Réveiller l’arawaka : une langue, une identité, une mémoire

En Guyane française, la langue arawaka, aujourd’hui presque disparue, renaît grâce à l’engagement de la Fédération Lokono de Guyane. Depuis 2019, des ateliers réunissent locuteurs, linguistes et membres de la communauté pour réapprendre cette langue ancestrale.
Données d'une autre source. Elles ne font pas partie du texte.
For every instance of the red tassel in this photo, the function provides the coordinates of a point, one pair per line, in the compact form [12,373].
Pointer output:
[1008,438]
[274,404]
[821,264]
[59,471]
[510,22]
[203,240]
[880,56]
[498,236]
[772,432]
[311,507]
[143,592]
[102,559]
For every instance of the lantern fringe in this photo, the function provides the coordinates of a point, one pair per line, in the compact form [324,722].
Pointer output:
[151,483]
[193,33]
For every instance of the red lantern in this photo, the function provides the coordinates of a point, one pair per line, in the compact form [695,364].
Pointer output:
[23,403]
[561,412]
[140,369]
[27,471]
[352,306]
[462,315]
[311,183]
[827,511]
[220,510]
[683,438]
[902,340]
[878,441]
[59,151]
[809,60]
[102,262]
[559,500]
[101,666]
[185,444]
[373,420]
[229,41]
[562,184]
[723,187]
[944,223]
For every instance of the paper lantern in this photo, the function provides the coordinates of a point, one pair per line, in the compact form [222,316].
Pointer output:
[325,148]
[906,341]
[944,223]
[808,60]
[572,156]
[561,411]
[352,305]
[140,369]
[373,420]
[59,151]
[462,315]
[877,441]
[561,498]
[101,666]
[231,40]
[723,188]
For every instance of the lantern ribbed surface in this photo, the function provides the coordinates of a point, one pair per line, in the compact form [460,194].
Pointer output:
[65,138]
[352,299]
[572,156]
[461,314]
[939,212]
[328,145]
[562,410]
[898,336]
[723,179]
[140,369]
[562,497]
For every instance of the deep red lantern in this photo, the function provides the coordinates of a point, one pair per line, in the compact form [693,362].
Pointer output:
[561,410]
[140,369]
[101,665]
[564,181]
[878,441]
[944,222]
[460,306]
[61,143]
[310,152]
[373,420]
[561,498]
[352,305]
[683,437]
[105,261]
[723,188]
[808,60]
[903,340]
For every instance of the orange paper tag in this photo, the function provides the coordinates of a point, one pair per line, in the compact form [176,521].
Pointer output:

Une démarche inédite de réappropriation identitaire et culturelle menée dans un contexte post-colonial complexe

En 2019, la Fédération Lokono de Guyane (FLG) a fait un pas important vers la valorisation de la langue parlée par leurs aïeux : celle d’organiser des ateliers linguistiques destinés à promouvoir et à faire revivre cette langue auprès des jeunes générations.

Les Arawak en Guyane.

En Guyane, la famille linguistique arawak est représentée par les Parikwene et les Lokono. Ces derniers se sont établis dans l’ouest du territoire dans les années 1950. Ils avaient déjà occupé cette région plusieurs décennies auparavant, mais en raison de mouvements territoriaux, ils s’étaient installés plus à l’ouest, au Suriname. Ce n’est qu’au XXe siècle qu’ils sont revenus s’implanter en Guyane.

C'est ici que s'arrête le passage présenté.